If the idea is to be inclusive the being easy as an exchange is a reasonable request from an end user. We also forget people don't have the hardware or time to learn to self host. Some of us have day to day jobs that don't involve this kind of understanding as well as kids, etc. Ease of use as an exchange is why many platforms the Lemmy community doesn't understand are so popular and maybe open source platforms should adopt that mentality somewhat to bring more people in.
You can live in both worlds and want the other world to give you something another world might. However, don't get me wrong I don't disagree with you. Home Assistant isn't terribly difficult to learn but if I were to hand it to my parents I would be doing it for them. There is also a laziness to be said that can be attributed to people not wanting to learn to set up something like this but I don't believe that to be the same as entitlement as a consumer is entitled to want more from a product.
Anyways, I have said my bit and this isn't meant to be an argument just providing my perspective. I would argue we should stop nagging people about "easy isn't a good trade off." Easy is why so many services people hate on Lemmy are so popular and there is nothing wrong with ease. We should encourage easy in products we want more people to be a part of and companies to engage with users to make those products easier because in the end it makes Doctors life easier and easier for me to recommend to someone with no experience in the world of open source and self hosting. It also brings competition to the table and awareness can spread if something is easier to use and recommend. I wouldn't recommend Home Assistant to my girl friend as an example because what she does for a living is type in excel spreadsheets and word docs but I wouldn't expect her to deal with home assistant and that is not against her because she is absolutely intelligent and does all sorts of things with numbers I can't even as someone in IT who should be able to do so. She absolutely and 100% could figure it out but why would she when her life doesn't pertain or really care about things as such because those things aren't as open as something like Echo's platforms and Google Assistant which makes setup and access easy to use?

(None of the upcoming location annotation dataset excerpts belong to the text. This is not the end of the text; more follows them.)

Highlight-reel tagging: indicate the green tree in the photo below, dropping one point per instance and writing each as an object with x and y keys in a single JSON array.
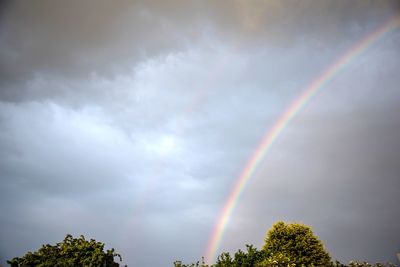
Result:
[
  {"x": 71, "y": 252},
  {"x": 296, "y": 242}
]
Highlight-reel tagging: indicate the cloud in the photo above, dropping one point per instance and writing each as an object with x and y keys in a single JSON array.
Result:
[{"x": 130, "y": 122}]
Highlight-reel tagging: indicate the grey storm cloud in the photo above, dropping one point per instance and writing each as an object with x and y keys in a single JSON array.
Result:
[{"x": 130, "y": 121}]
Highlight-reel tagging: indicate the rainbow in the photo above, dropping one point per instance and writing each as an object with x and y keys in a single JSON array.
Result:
[{"x": 294, "y": 108}]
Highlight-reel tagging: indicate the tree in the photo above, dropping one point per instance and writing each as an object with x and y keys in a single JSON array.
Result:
[
  {"x": 298, "y": 243},
  {"x": 71, "y": 252}
]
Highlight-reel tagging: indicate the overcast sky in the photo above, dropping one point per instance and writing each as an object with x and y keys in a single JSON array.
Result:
[{"x": 130, "y": 121}]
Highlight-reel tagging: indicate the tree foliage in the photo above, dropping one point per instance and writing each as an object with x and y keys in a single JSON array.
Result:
[
  {"x": 71, "y": 252},
  {"x": 298, "y": 243}
]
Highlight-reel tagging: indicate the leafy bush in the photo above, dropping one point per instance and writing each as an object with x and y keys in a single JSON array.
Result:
[
  {"x": 298, "y": 243},
  {"x": 70, "y": 252}
]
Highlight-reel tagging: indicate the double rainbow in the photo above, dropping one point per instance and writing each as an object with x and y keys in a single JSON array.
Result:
[{"x": 293, "y": 109}]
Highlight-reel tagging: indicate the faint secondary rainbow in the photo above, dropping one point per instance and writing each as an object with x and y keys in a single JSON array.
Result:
[{"x": 325, "y": 77}]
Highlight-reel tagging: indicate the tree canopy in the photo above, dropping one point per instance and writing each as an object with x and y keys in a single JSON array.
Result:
[{"x": 70, "y": 252}]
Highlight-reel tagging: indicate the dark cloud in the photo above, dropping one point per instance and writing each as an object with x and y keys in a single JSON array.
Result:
[{"x": 139, "y": 116}]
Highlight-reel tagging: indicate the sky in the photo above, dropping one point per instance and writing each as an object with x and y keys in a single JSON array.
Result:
[{"x": 130, "y": 122}]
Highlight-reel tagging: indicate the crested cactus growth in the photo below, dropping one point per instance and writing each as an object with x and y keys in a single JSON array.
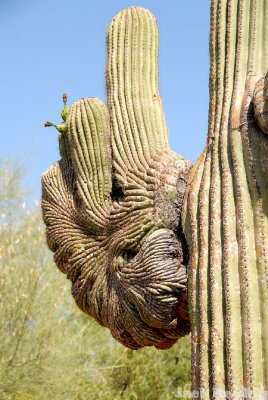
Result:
[
  {"x": 112, "y": 204},
  {"x": 225, "y": 210}
]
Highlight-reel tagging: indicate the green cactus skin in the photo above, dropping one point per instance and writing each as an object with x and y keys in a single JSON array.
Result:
[
  {"x": 226, "y": 207},
  {"x": 64, "y": 112},
  {"x": 112, "y": 204}
]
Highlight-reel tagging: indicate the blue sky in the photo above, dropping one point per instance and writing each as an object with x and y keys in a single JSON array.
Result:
[{"x": 49, "y": 47}]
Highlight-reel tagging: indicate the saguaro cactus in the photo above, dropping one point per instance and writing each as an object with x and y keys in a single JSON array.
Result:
[
  {"x": 225, "y": 210},
  {"x": 113, "y": 203}
]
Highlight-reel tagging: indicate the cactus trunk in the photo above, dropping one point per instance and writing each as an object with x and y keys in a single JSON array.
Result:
[{"x": 225, "y": 212}]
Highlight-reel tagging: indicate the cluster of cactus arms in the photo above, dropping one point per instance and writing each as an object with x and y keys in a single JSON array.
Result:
[
  {"x": 130, "y": 221},
  {"x": 112, "y": 204}
]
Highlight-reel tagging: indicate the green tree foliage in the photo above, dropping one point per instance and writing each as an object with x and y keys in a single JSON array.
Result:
[{"x": 48, "y": 348}]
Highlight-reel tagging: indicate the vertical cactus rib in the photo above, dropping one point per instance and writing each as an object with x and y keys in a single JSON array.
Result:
[
  {"x": 235, "y": 220},
  {"x": 112, "y": 205},
  {"x": 138, "y": 123}
]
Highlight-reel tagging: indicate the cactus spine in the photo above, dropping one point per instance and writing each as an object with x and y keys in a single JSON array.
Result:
[
  {"x": 225, "y": 209},
  {"x": 112, "y": 204}
]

Privacy issues aside, for wider adoption the user experience needs to be better. Most people don't want to be a sysadmin for their house, they just want to live in it.
The problem is that commercial entities have the leverage to get hardware makers to design stuff for their environnement. It's the same issue Linux has vs. Windows. Mostly, it works great when you use things that conform to standards. But sometimes you'll hit an edge case. All in all, it's a small price to pay.
Sure, but if I had a Pi (or similar board) with a speaker and a mic, I'd hope to be able to do the same thing. A Pi Zero would definitely be able to do the job.
Hopefully, home assistant will get big enough that they will be impossible to ignore. With an estimated 1 million installs currently running worldwide, they're probably not there yet. At 5m though? Probably. 10m? Definitely.
They've mostly got the hardware right now and are developing more. A more mobile friendly and noob friendly unboarding process is really all they need.
I'll take a look at that, thanks. It's been a year or so since I last looked at it but back then there was a push button that you could use but I couldn't get it going.
Check out the FutureProofHomes youtube channel. He's developing a better presence/speaker puck, but the previous episodes get you something like an Alexa experience with voice assist. There's also a good thread in the HA forums about voice assist hardware ideas set up as a contest.